La antología arranca precisamente con el relato que le da título. «Un verano infinito» («An infinite summer») fue publicado originalmente en 1976 en la primera entrega de la efímera colección de antologías originales Andromeda, de Peter Weston (que se prolongó solo por otros dos números). La historia nos sitúa en 1940. Los alemanes bombardean Inglaterra. Mientras tanto, un joven llamado Thomas Janes pasea ajeno a todo ello por Londres. Pese a su apariencia, nació en 1881, tendría casi sesenta años… de no ser porque en 1903 fue congelado y no retorno a la vida hasta 1935. Desde entonces, deambula por el mundo, siendo capaz de percibir tanto otras figuras congeladas en el tiempo como a quienes lo provocan, los congeladores, unos viajeros temporales cuyas intenciones le son desconocidas por completo, aunque parecen tener que ver con algún propósito artístico. La cuestión es que no fue congelado solo. Junto con él, estaba la joven Sarah, a quien ansiaba prometerse… y que sigue atrapada en aquel verano inmutable de 1903.
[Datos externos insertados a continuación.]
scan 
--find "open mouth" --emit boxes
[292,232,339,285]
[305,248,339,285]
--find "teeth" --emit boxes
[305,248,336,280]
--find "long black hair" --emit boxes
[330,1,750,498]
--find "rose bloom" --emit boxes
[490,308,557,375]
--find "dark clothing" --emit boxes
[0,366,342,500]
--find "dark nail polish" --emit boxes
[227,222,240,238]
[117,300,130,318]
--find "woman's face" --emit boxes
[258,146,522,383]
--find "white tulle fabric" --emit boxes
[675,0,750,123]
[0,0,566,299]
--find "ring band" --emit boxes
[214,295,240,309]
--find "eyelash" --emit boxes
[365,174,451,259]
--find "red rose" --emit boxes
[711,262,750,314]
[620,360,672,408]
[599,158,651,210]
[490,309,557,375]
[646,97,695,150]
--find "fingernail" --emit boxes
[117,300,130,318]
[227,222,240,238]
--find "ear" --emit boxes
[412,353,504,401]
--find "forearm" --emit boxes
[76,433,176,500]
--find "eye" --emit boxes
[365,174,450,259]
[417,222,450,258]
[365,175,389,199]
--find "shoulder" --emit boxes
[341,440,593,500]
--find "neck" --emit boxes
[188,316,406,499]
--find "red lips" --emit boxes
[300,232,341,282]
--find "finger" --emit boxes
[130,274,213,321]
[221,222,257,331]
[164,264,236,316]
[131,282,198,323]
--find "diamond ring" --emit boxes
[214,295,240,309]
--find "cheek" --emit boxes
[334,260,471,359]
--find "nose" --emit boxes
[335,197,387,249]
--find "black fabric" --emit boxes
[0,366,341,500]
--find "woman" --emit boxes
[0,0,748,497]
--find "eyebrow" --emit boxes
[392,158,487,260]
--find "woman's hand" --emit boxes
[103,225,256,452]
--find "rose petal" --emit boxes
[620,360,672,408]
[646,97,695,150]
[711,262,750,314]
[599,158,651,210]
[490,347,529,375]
«Un verano infinito» es un relato tan poético como melancólico, que presenta ya los que podrían ser los dos grandes temas de la antología: el amor y la disociación con la realidad. En este caso, no solo tenemos dos líneas temporales (o tres, si separamos las de 1935 y 1940), sino dos percepciones diferentes. La primera ignorante e inocente, la segunda poseedora de un conocimiento secreto que no solo no proporciona la felicidad, sino que aliena a Thomas de su tiempo, despertando quizás en él el anhelo de una fuga hacia un tiempo más sencillo (prebélico), representado por ese amor puro de juventud. Quizás en este concepto se resuma a la perfección la intención del slipstream, que consiste en crear a través de la intromisión de lo fantástico en la cotidianidad un extrañamiento en el lector que haga resonar en él un eco del sentimiento de desencanto vital que desembocó en el postmodernismo.
Esto es quizás lo que diferencia claramente el slipstream de su antecesor directo, el realismo mágico. Allí donde aquel utilizaba lo fantástico para enfatizar la realidad, construyendo metáforas imposibles, integradas sin embargo en la cotidianidad sin ningún tipo de cuestionamiento, Priest y otros cultivadores del slipstream buscan premeditadamente el conflicto, la disonancia cognitiva que magnifique el estado de confusión y lo convierta en el núcleo central de la experiencia (algo que se repite una y otra vez a lo largo de esta antología). Paradójicamente, el final del relato puede interpretarse como una fuga disociativa, una renuncia a la comprensión para alcanzar la felicidad: escapismo en estado puro.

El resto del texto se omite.